In particular, one of our general recommendations involves mounting
or binding folders into the container in **read-only mode**, which
will disallow *DataLad* from writing to the dataset tree.
Similarly, and depending on the specific runtime settings of the
container framework, *DataLad* may encounter issues with file ownership too.
This section guides users through ensuring smooth execution of
*BIDS-Apps* on *DataLad*/*Git-annex*-managed datasets.
Apps may be able to identify if the input dataset is handled with DataLad or git-annex, and pull down linked data that has not been fetched yet.
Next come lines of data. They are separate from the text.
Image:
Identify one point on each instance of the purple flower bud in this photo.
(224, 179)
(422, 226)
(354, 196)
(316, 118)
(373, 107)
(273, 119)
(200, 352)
One example of one such application is MRIQC, and all the examples on this documentation page will refer to it.
When executing MRIQC within Docker on a DataLad dataset (for instance, installed from OpenNeuro), we will need to ensure the following settings are observed:
- the user id (uid) who installed the DataLad dataset must match the uid who is executing MRIQC within the container runtime
- the uid who is executing MRIQC within the container must have sufficient permissions to write in the tree.
!!! tip "Check ReproNim if the suggestions here did not work"
The actions suggested here are expected to work in most circumstances,
but your system may have specific circumstances that require additional
or alternative approaches.
For instance, [the *ReproNim* project](https://www.repronim.org/) maintains
[ReproNim/containers](https://github.com/ReproNim/containers), a
*DataLad* dataset with ready-to-use Singularity images for released *BIDS Apps*, *NeuroDesktop* applications,
and other containers.
Its [`README.md`](https://github.com/ReproNim/containers?tab=readme-ov-file#runnable-script) guides through an approach via that dataset with *built-in* execution helper taking care about bind-mounts,
proxying critical *Git* configuration and potentially executing *Singularity* images via *Docker* (e.g., under OSX).
In the particular case of *MRIQC*, please consider updating (if necessary)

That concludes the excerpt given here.